When the failed node is a PostgreSQL primary node, the combined information from the OVHcloud monitoring infrastructure and the replica node is used to decide an automatic failover.
After a 60 seconds timeout, the replica node is then promoted to the primary role and immediately starts serving client applications. A new replacement node is automatically scheduled and becomes the new replica node.

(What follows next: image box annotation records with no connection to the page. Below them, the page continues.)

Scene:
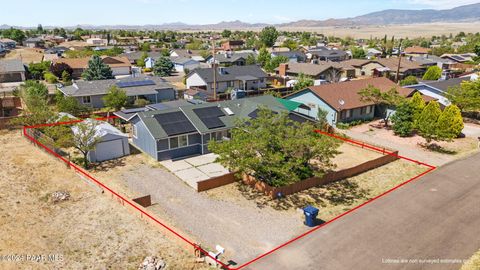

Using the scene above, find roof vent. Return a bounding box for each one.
[223,107,234,115]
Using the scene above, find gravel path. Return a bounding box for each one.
[122,164,307,263]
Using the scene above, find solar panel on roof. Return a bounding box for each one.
[193,107,225,129]
[154,112,195,136]
[117,80,155,88]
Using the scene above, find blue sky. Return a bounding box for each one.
[0,0,479,26]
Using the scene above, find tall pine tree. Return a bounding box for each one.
[82,55,114,81]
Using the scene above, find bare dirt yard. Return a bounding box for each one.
[0,130,208,269]
[340,120,480,166]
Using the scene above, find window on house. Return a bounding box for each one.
[82,96,92,104]
[367,106,373,114]
[132,125,137,138]
[170,137,178,149]
[178,135,188,147]
[340,110,350,119]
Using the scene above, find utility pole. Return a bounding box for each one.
[211,37,217,101]
[395,38,403,83]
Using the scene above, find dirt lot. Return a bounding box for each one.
[0,130,207,269]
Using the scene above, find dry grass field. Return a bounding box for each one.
[0,130,207,269]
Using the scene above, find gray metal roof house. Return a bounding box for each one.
[129,96,312,160]
[58,76,176,108]
[0,59,25,83]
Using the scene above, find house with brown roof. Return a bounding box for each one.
[222,40,245,51]
[275,61,355,82]
[373,57,427,79]
[404,46,430,56]
[52,56,132,79]
[285,77,432,126]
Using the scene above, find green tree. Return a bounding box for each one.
[358,85,403,127]
[136,52,148,67]
[259,26,278,47]
[293,73,314,91]
[17,81,53,126]
[28,61,51,80]
[417,101,442,146]
[400,75,418,86]
[392,102,414,137]
[72,119,100,169]
[422,66,442,81]
[208,108,340,187]
[152,57,174,77]
[62,70,72,85]
[245,54,257,65]
[447,80,480,112]
[102,85,128,111]
[257,47,272,67]
[82,55,114,81]
[437,105,463,140]
[55,90,89,116]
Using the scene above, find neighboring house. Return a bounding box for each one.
[58,76,176,108]
[405,76,476,106]
[206,51,255,67]
[365,48,382,59]
[305,46,348,61]
[129,95,311,160]
[0,38,17,50]
[86,38,108,46]
[170,57,200,72]
[0,59,25,83]
[285,77,424,126]
[52,56,132,79]
[403,46,430,56]
[275,61,343,82]
[440,53,477,63]
[120,51,162,65]
[23,37,45,48]
[271,51,307,63]
[170,49,205,62]
[409,54,455,69]
[373,57,427,79]
[338,59,383,77]
[222,40,245,51]
[72,119,130,162]
[186,65,267,96]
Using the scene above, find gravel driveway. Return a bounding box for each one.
[121,164,307,263]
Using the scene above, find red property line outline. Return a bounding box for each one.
[23,119,436,270]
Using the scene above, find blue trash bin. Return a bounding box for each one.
[303,205,318,227]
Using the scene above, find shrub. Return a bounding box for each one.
[43,72,58,83]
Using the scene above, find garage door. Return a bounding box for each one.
[95,139,123,161]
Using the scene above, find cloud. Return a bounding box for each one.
[408,0,480,9]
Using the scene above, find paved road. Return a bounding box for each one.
[245,154,480,270]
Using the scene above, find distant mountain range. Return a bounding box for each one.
[0,3,480,30]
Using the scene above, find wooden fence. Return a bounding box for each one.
[242,151,399,198]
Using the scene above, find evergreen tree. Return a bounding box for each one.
[437,105,463,140]
[82,55,114,81]
[410,92,425,128]
[392,102,414,137]
[417,101,442,144]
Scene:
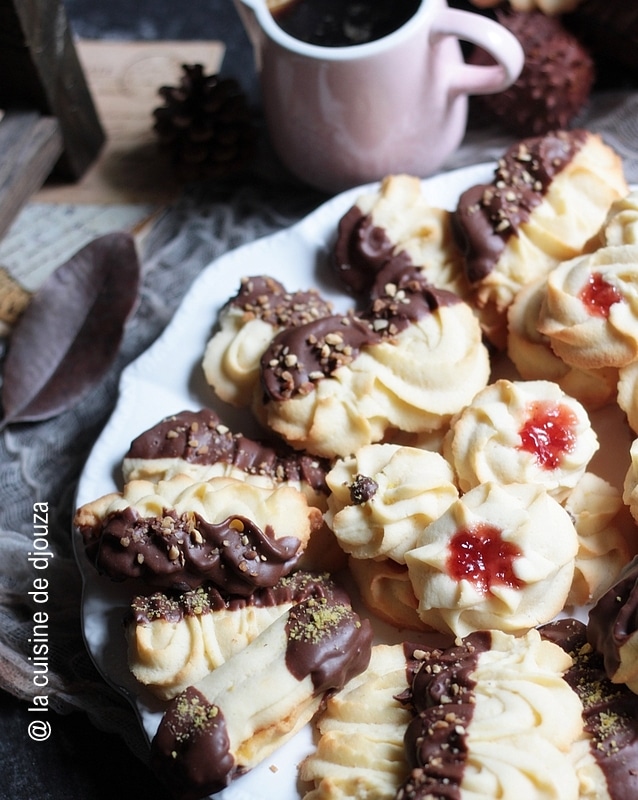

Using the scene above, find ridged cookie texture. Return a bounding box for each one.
[151,598,372,798]
[454,130,628,348]
[75,475,322,594]
[405,483,578,636]
[253,269,490,458]
[125,571,347,700]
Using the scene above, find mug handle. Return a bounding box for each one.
[430,8,525,94]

If all the primary and replica nodes fail at the same time, creation of new nodes to become the new primary and replicas is automatically scheduled. The primary node is restored from the latest available backup. This could involve some data loss because any write operation since the backup of the latest WAL file are lost. Typically, this time window is limited to either five minutes of time or one WAL file.
The duration of recovery process depends on the amount of data stored, the region, the network bandwidth. OVHcloud cannot guarantee a maximum recovery time, but you can expect a few hours. During this period, your service remains unavailable.
No intervention is required from the customer.
Public Cloud Databases for PostgreSQL do not support multi-AZ so far: all the nodes are in the same datacenter. You can verify your backups physical location in your OVHcloud Control Panel, directly in the Backups tab of your service.
OVHcloud also detects when a whole datacenter is lost. As a user, your cluster will still be visible in API and Control Panel.
As of writing, automatic backups are stored in the same datacenter location. In case of Datacenter failure, OVHcloud cannot perform a restoration process. A restoration process can be launched manually by the customer if manual backups (pg_dump) are available. It will require the creation of a new cluster, configuring users, authorized IPs, ...
We plan to provide backups storage in another location during the 2022 calendar year. If the automatic backups are stored in another datacenter location, it will be possible from API or UI to restore a previously made automatic backup. You will be able to select the right one and restore it in the datacenter of your choice. It's a manual intervention, that will also create a new Service URI. You will need to modify all the applications that were using the previous (and now unavailable) Service URI.
In both cases the Recovery Time Objective will vary, depending of multiples parameters such as the amount of data to restore, network congestion and latency or node performances. It can go from a few hours up to a few days.